With SolarCity IPO, Elon Musk May Get Clean Tech Right

Elon Musk, CEO of Space Exploration Technologies Corp. (SpaceX) and Tesla Motors, at a Bloomberg Television interview in New York Photograph by Ramin Talaie/Bloomberg

Over the past few years, Silicon Valley has pumped hundreds of millions of dollars into a vast array of “clean technology” companies. You probably can’t name many of them because, on the whole, they’ve been tremendous failures or totally underwhelming. Companies participating in particularly difficult areas such as solar have turned into laughingstocks and symbols of huge investments gone wrong.

There does, however, seem to be one person getting quite wealthy off green technology, and that’s Elon Musk, the chief executive of Tesla Motors and the chairman of SolarCity. When SolarCity began trading on Thursday, its shares jumped more than 50 percent in early trading (although the company had lowered its IPO price in recent days due to lackluster demand). Musk is now the largest shareholder in a pair of public clean-technology companies. (Going into the offering, Musk owned 31 percent of SolarCity, according to a Securities and Exchange Commission filing. That would be worth $150.8 million at the $8 offering price. A second filing said he intended to buy more shares at the offering.)
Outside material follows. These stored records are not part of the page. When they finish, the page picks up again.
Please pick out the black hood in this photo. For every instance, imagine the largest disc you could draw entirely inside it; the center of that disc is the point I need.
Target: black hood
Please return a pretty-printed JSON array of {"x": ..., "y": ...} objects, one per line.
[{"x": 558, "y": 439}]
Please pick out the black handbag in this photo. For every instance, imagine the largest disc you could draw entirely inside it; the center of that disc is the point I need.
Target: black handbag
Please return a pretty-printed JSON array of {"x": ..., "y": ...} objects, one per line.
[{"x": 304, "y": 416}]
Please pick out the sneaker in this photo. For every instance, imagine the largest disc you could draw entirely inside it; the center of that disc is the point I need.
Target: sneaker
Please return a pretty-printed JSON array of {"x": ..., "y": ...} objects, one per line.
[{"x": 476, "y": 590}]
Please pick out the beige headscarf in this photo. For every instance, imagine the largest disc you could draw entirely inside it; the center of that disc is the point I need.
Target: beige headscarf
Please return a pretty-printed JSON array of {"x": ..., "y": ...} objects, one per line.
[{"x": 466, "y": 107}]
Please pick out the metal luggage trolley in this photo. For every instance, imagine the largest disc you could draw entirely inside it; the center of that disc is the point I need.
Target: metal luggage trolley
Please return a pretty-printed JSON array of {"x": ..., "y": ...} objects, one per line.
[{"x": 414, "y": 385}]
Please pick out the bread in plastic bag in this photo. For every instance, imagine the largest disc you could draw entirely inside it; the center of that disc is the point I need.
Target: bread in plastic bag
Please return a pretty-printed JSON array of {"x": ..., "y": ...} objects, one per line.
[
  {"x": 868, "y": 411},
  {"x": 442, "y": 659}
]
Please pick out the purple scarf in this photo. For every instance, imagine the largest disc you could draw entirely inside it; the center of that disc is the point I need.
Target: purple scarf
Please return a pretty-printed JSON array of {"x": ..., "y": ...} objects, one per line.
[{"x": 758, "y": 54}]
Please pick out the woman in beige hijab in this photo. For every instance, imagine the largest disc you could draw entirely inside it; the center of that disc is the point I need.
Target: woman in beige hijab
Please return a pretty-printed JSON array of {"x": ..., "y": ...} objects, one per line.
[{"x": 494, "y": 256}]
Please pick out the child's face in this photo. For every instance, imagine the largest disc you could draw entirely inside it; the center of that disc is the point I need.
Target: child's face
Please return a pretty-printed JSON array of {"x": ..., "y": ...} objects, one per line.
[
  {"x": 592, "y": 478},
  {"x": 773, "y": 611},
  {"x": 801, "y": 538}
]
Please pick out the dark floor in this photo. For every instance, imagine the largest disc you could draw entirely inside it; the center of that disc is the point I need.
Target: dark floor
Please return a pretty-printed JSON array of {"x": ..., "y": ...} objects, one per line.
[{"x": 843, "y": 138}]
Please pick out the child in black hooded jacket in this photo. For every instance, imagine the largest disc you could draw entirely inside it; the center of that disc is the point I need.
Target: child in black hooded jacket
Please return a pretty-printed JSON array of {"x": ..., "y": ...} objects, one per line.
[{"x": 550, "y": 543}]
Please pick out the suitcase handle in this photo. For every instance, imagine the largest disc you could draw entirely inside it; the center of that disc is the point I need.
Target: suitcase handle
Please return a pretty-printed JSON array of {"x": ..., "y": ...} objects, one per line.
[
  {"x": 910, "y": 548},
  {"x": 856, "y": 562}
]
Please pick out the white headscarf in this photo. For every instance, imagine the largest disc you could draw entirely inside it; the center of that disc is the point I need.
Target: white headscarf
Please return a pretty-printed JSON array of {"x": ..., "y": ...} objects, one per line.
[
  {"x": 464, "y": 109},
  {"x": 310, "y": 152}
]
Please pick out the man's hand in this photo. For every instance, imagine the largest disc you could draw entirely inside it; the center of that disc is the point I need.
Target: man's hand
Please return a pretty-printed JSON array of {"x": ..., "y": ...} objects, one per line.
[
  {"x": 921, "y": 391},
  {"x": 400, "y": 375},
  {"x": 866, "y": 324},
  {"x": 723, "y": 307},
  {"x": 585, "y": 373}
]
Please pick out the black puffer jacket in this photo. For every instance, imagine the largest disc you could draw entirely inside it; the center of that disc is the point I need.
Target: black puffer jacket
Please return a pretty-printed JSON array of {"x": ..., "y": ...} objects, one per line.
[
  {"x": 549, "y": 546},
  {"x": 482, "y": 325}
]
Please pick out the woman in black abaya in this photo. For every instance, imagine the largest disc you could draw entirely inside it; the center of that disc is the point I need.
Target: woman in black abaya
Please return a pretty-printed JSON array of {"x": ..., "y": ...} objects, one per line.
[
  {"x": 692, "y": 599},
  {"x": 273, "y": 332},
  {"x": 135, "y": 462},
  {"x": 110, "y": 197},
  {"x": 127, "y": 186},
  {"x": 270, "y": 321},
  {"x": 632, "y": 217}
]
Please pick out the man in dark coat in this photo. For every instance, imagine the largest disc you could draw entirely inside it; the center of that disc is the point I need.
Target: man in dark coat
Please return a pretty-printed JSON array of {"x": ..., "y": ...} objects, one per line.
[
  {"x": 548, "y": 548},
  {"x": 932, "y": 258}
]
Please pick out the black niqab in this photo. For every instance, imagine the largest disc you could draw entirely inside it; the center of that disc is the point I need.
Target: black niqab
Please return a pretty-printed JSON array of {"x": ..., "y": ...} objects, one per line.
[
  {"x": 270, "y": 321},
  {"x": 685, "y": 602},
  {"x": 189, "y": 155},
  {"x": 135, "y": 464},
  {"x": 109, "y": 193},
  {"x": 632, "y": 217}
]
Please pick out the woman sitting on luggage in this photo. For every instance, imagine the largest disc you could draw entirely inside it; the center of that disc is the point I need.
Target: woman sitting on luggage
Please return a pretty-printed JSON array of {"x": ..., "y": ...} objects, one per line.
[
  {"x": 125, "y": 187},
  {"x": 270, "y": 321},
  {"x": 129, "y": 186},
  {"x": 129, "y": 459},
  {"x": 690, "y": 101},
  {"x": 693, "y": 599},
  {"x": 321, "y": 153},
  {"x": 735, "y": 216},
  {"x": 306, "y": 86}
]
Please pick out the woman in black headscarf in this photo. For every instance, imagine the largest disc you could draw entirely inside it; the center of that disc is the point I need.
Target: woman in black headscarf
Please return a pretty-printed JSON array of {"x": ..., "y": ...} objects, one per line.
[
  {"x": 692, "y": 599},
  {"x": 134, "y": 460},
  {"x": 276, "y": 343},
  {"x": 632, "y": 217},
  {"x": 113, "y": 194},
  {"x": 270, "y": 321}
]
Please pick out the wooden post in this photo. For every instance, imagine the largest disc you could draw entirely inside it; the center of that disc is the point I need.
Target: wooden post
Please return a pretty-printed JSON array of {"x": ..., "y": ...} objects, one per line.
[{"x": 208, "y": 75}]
“It’s possible that Elon’s two clean-tech companies will be the two most successful clean-tech companies in the U.S.,” said Peter Thiel, the entrepreneur, investor, and Facebook board member in an interview earlier this year. Thiel is an investor in Musk’s SpaceX venture.

Instead of playing in the cutthroat world of solar-panel production, SolarCity, founded in 2006, focused on leasing solar panels to consumers and businesses and making this process easier. It helps people calculate how much money they can expect to save with solar panels, sets up the financing, and coordinates the installation of the panel. Through the first nine months of the year, SolarCity brought in $103 million of sales. Its business has been booming, although the company has yet to turn a profit and is likely to see a number of the state and federal tax credits from which it benefits decline over time.

What makes Musk’s clean-technology empire intriguing are the ways in which he intertwines the businesses. Tesla, for example, has begun building out a network of solar-powered charging stations for its cars. People can drive long distances—San Francisco to Los Angeles, for instance—and refuel their Model S sedans for free using a type of superfast charger. Musk has pledged to keep this refueling service free “forever,” and it is SolarCity that helps set up the stations. Beyond this, Musk plans soon to unveil what he’s describing as a “new mode of transportation” that sounds like some kind of solar-powered, super-fast tunnel called the Hyperloop. (He describes it in some detail here.)

Musk helped come up with the business plan for SolarCity, which was then founded by his cousins, CEO Lyndon Rive and Chief Technology Officer Peter Rive. All the men grew up near each other in Pretoria, South Africa, where Musk led them on a variety of entrepreneurial ventures, including selling Easter eggs door to door. Their mothers were born in Canada, and at about age 15, Musk hatched a plan to move the entire clan to the U.S. after first obtaining Canadian citizenship. “Without Elon I would be stuck in South Africa,” Lyndon told me in an interview earlier this year. “His ability to help us leave the country was amazing.”

Lyndon eventually obtained his green card for the U.S. through his skills as an underwater hockey player. (Yes, this sport exists.) “The U.S. has this green card category for people with exceptional abilities, like if you’re really good at sports or an actor,” Lyndon says. “I’ve been playing the sport since I was 14, and to get the exception you have to prove that you’re one of the best players in the world.” Both Lyndon and his wife have played for the U.S. National Underwater Hockey team.

Once in the U.S., the Rive brothers started a data center software company called Everdream, which Musk bankrolled. Dell eventually acquired the company for $120 million. The cousins took the money, gave their next venture a think, and all settled on SolarCity.

Both Tesla and SolarCity have their challenges. Tesla has just started pumping out its new Model S sedan at a regular rate. The good news is that it has thousands of back orders to fill. The bad news is that it needs to produce the machines profitability and reliably. Earlier this month, Musk revealed that Tesla had enjoyed a week of positive cash flow. Still, Tesla remains one of the most shorted stocks on the market, with big-time investors betting that Musk will fail. Mitt Romney drove this point home during the presidential debates, describing Tesla as a “loser.”

SolarCity has installed panels at more than 45,000 buildings and been at the forefront of an era when getting this type of technology put on a home or office became much, much easier. “Clean energy has taken a big hit, primarily on the solar side, because of a lot of the companies there were producing a commodity,” Lyndon says, referring to the solar-panel and substrate makers. “The stocks were overhyped because of overdemand and undersupply, and then supply caught up. This should not be a measurement of the market’s willingness to adopt clean energy. The market adoption is almost doubling every year.”